| Hannah (Lena Dunham) and Elijah (Andrew Rannells) find |
the magic on "Girls".
Photo Credit: HBO
At the beginning of Sunday (January 27) night's "Girls," Hannah's potential employer tells her to step outside her comfort zone in terms of her writing, specifically with a diagram on the wall suggesting that the magic happens in a little circle outside said comfort zone. Like the meta criticisms from last week's big Hannah/Sandy fight, it seemed to suggest that, despite being a show that focuses on the whole lives of twentysomethings in the big city, the critics of "Girls" were looking for something more each week than mostly or solely sexual exploits. We spend a good deal of time with...(we need a good "Cul de Sac Crew"-esque name for these people; to just call them "the girls" doesn't seem right since Adam, Elijah, and Ray are significant parts of the show)...these characters in their professional lives, but I'm blanking on an episode before this one that was primarily a personal story, but wasn't about a romantic relationship.

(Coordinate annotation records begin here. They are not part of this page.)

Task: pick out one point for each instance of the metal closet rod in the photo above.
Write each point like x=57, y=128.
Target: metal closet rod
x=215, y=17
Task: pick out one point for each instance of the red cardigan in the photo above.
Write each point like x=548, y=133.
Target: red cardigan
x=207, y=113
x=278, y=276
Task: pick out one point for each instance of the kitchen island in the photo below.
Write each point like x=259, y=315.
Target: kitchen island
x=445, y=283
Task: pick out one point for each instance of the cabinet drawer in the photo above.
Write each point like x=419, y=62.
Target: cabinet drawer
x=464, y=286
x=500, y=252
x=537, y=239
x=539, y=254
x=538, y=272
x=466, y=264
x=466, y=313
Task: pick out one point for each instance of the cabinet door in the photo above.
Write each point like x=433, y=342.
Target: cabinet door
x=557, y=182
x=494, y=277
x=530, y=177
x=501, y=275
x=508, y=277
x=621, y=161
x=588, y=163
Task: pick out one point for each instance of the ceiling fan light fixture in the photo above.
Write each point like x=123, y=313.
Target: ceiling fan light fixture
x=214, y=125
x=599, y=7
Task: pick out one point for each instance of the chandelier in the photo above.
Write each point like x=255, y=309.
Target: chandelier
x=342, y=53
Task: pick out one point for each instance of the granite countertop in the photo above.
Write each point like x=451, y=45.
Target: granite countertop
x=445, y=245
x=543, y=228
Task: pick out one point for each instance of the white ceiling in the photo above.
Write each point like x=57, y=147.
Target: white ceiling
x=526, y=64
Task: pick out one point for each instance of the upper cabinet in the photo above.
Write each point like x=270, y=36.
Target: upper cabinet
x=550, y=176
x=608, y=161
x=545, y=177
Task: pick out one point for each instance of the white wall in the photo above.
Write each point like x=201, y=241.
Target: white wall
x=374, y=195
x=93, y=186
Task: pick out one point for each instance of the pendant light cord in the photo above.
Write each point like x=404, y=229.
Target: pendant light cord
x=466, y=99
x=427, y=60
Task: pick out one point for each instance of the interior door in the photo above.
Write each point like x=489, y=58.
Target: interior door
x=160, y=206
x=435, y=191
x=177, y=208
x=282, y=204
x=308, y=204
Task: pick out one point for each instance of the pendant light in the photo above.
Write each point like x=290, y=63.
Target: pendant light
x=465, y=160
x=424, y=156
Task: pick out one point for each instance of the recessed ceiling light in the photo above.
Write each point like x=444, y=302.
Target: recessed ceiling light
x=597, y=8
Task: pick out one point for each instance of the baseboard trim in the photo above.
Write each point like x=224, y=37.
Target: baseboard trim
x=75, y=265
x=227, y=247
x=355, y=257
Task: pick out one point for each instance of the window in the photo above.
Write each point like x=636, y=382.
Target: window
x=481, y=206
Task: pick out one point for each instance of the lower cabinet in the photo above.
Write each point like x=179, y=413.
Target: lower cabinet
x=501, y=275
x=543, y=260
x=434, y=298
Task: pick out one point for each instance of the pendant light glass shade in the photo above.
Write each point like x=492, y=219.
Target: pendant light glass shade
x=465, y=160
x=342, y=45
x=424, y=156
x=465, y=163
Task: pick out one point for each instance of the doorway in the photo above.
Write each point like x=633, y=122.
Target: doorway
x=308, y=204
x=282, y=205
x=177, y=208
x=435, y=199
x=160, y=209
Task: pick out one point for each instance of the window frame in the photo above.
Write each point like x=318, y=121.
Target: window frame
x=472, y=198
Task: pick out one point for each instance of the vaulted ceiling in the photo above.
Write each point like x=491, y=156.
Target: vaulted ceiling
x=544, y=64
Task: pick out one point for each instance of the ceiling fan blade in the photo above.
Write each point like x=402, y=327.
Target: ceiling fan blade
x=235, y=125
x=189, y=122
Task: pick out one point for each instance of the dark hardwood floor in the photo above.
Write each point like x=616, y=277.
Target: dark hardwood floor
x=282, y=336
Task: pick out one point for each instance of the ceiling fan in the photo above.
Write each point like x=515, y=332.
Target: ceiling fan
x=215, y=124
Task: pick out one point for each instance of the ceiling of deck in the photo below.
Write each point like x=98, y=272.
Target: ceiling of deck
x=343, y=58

"Girls" has proven through a dozen or so previous episodes that it's perfectly capable of telling such stories about Hannah and Adam (last week's episode in particular), or Marnie and Charlie, or even Ray and Shoshanna (whose name I think I have finally learnt how to spell correctly). This week, the show stepped outside of its comfort zone and documented a coke-fueled night in the lives of Hannah and Elijah, with sequences that were at times quite funny, very well produced, and great showcases for Lena Dunham and Andrew Rannells. Rannells isn't playing the exact same character on both "Girls" and "The New Normal" so it's probably not a totally fair statement about the performances, but Elijah and Bryan share enough DNA that it's very refreshing to see this version of Bryan who is similarly obnoxious but that "Girls" can have a lot of fun with by understanding how obnoxious he can be ("The New Normal" will never be able to do that because Bryan is Ryan Murphy, and Ryan Murphy's favourite person in the world is Ryan Murphy).
And in an episode where Hannah is not on a romantic misadventure/screwup, what better way to continue the theme of "Hannah and Marnie couldn't be in more different places in their lives right now" than through Marnie's horrifying night with Booth Jonathan, fucking great artist/runner up to Adam Sackler in the 2012 "New York's Biggest Creep" contest? I didn't dislike Marnie in the first season, but at the same time I have no specific memories of really pulling for her as a character. It's hard for me not to, though, after watching the walls literally close in on her, forcing her into the fetal position. And much like when real life does it to her, she brushes it off and tells Booth how awesome she thought it was. Poor, poor Marnie - bravo, bravo Allison Williams.
The season is young, but this was my favourite of the three so far. As with all things "Girls", I imagine the reaction to this one in particular will be quite split.